Automatic availability of storeFoo, assertFoo, assertNotFoo, waitForFoo and waitForNotFoo for every getFoo

All getFoo and isFoo methods on the Selenium prototype automatically result in the availability of storeFoo, assertFoo, assertNotFoo, verifyFoo, verifyNotFoo, waitForFoo, and waitForNotFoo commands.

Example, if you add a getTextLength() method, the following commands will automatically be available: storeTextLength, assertTextLength, assertNotTextLength, verifyTextLength, verifyNotTextLength, waitForTextLength, and waitForNotTextLength commands.

	Selenium.prototype.getTextLength = function(locator, text) {
	    return this.getText(locator).length;
	};
	

Also note that the assertValueRepeated method described above could have been implemented using isValueRepeated, with the added benefit of also automatically getting assertNotValueRepeated, storeValueRepeated, waitForValueRepeated and waitForNotValueRepeated.

Locator Strategies

All locateElementByFoo methods on the PageBot prototype are added as locator-strategies. A locator strategy takes 2 parameters, the first being the locator string (minus the prefix), and the second being the document in which to search.

Example: Add a "valuerepeated=" locator, that finds the first element a value attribute equal to the the supplied value repeated.
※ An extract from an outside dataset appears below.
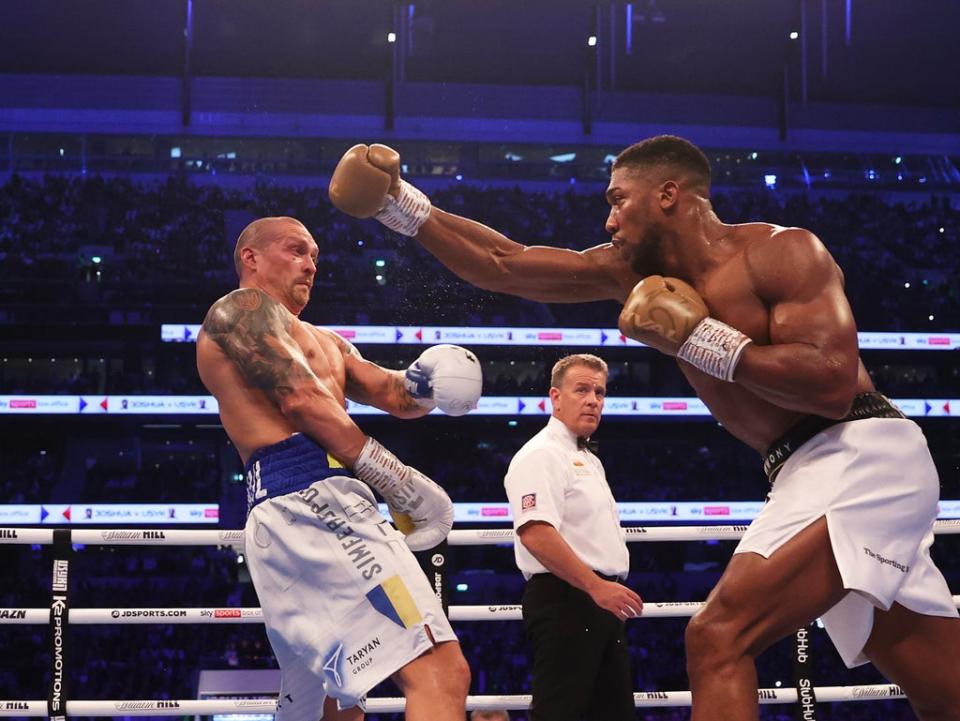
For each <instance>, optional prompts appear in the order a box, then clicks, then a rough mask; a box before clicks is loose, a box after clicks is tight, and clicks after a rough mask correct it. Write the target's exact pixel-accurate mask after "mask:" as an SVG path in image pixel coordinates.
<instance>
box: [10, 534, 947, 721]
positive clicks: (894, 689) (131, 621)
mask: <svg viewBox="0 0 960 721" xmlns="http://www.w3.org/2000/svg"><path fill="white" fill-rule="evenodd" d="M746 529H747V526H746V525H732V526H719V525H714V526H632V527H625V529H624V530H625V531H626V535H627V541H628V542H630V543H638V542H663V541H673V542H685V541H735V540H737V539H739V538H740V537H741V536H742V535H743V533H744V531H746ZM934 533H936V534H951V535H952V534H960V520H944V521H937V522H936V524H935V526H934ZM512 543H513V530H512V529H489V530H488V529H479V530H454V531H452V532H451V534H450V536H449V538H448V539H447V542H446V544H444V545H442V546H440V547H438V548H437V549H435V550H434V551H431V552H429V553H430V559H429V560H430V564H429V565H430V567H431V568H432V573H433V574H434V578H433V579H432V580H433V585H434V588H436V589H438V594H439V595H441V598H442V599H444V600H445V598H446V596H445V580H446V570H445V569H446V566H447V559H446V549H445V546H446V545H449V546H475V545H512ZM0 544H5V545H11V544H21V545H53V547H54V559H53V573H52V583H51V604H50V607H49V608H13V609H3V610H2V612H0V624H4V625H15V624H34V625H43V624H47V625H48V626H49V628H50V648H51V668H50V678H51V682H50V685H49V689H48V691H49V694H48V698H47V699H46V700H41V699H29V700H22V699H14V700H0V717H11V716H49V717H51V718H58V717H59V718H62V717H65V716H186V715H204V716H207V715H213V714H231V713H239V714H251V713H273V712H274V711H275V710H276V699H275V698H257V699H254V698H248V699H237V698H232V699H200V700H197V699H156V700H137V699H131V700H110V701H80V700H73V699H69V698H67V694H66V692H65V689H66V685H65V675H66V673H67V671H68V669H67V664H66V662H65V660H64V659H65V649H66V647H67V645H68V641H67V638H68V637H67V633H66V628H65V627H66V626H68V625H94V624H103V625H106V624H211V623H212V624H224V623H263V614H262V612H261V611H260V609H259V608H250V607H246V608H244V607H231V608H215V607H203V608H70V605H69V579H70V555H71V554H72V553H73V545H74V544H78V545H80V544H82V545H85V546H111V545H121V546H227V547H231V548H232V549H234V550H235V551H237V552H242V550H243V545H244V539H243V531H241V530H166V529H164V530H134V529H97V530H93V529H90V530H87V529H78V530H72V529H71V530H60V529H44V528H0ZM953 600H954V603H955V604H957V605H960V596H954V597H953ZM701 605H702V604H701V603H700V602H683V601H661V602H651V601H645V602H644V608H643V615H642V616H641V617H640V619H638V620H643V619H658V618H684V617H689V616H692V615H693V614H694V613H695V612H696V611H697V609H698V608H700V606H701ZM444 607H445V608H447V606H446V604H444ZM448 612H449V617H450V620H451V621H455V622H461V621H470V622H484V621H508V620H509V621H516V620H520V618H521V609H520V606H519V605H488V606H483V605H481V606H450V607H449V608H448ZM798 689H799V684H798V688H786V687H783V688H779V687H778V688H762V689H759V690H758V698H759V702H760V703H761V704H792V703H798V702H800V703H804V702H806V703H810V701H808V700H806V699H805V698H804V696H807V694H801V693H800V691H799V690H798ZM813 691H814V693H815V700H816V702H817V703H832V702H844V701H874V700H887V699H903V698H906V697H905V695H904V694H903V691H902V689H901V688H900V687H899V686H897V685H895V684H872V685H861V686H818V687H815V688H814V689H813ZM808 698H813V697H812V696H810V697H808ZM530 699H531V697H530V695H522V694H521V695H486V696H469V697H468V698H467V709H468V710H474V709H477V710H496V709H507V710H523V709H527V708H528V707H529V705H530ZM634 702H635V705H636V706H637V707H638V708H639V707H654V706H659V707H665V706H671V707H682V706H690V704H691V697H690V692H689V691H638V692H635V693H634ZM403 708H404V699H403V698H386V697H370V698H368V699H367V711H368V712H370V713H378V712H379V713H391V712H399V711H402V710H403Z"/></svg>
	// The "inDocument" is a the document you are searching.
	PageBot.prototype.locateElementByValueRepeated = function(text, inDocument) {
	    // Create the text to search for
	    var expectedValue = text + text;
	
	    // Loop through all elements, looking for ones that have 
	    // a value === our expected value
	    var allElements = inDocument.getElementsByTagName("*");
	    for (var i = 0; i < allElements.length; i++) {
	        var testElement = allElements[i];
	        if (testElement.value && testElement.value === expectedValue) {
	            return testElement;
	        }
	    }
	    return null;
	};
	

user-extensions.js

By default, Selenium looks for a file called "user-extensions.js", and loads the javascript code found in that file. This file provides a convenient location for adding features to Selenium, without needing to modify the core Selenium sources.

In the standard distibution, this file does not exist. Users can create this file and place their extension code in this common location, removing the need to modify the Selenium sources, and hopefully assisting with the upgrade process.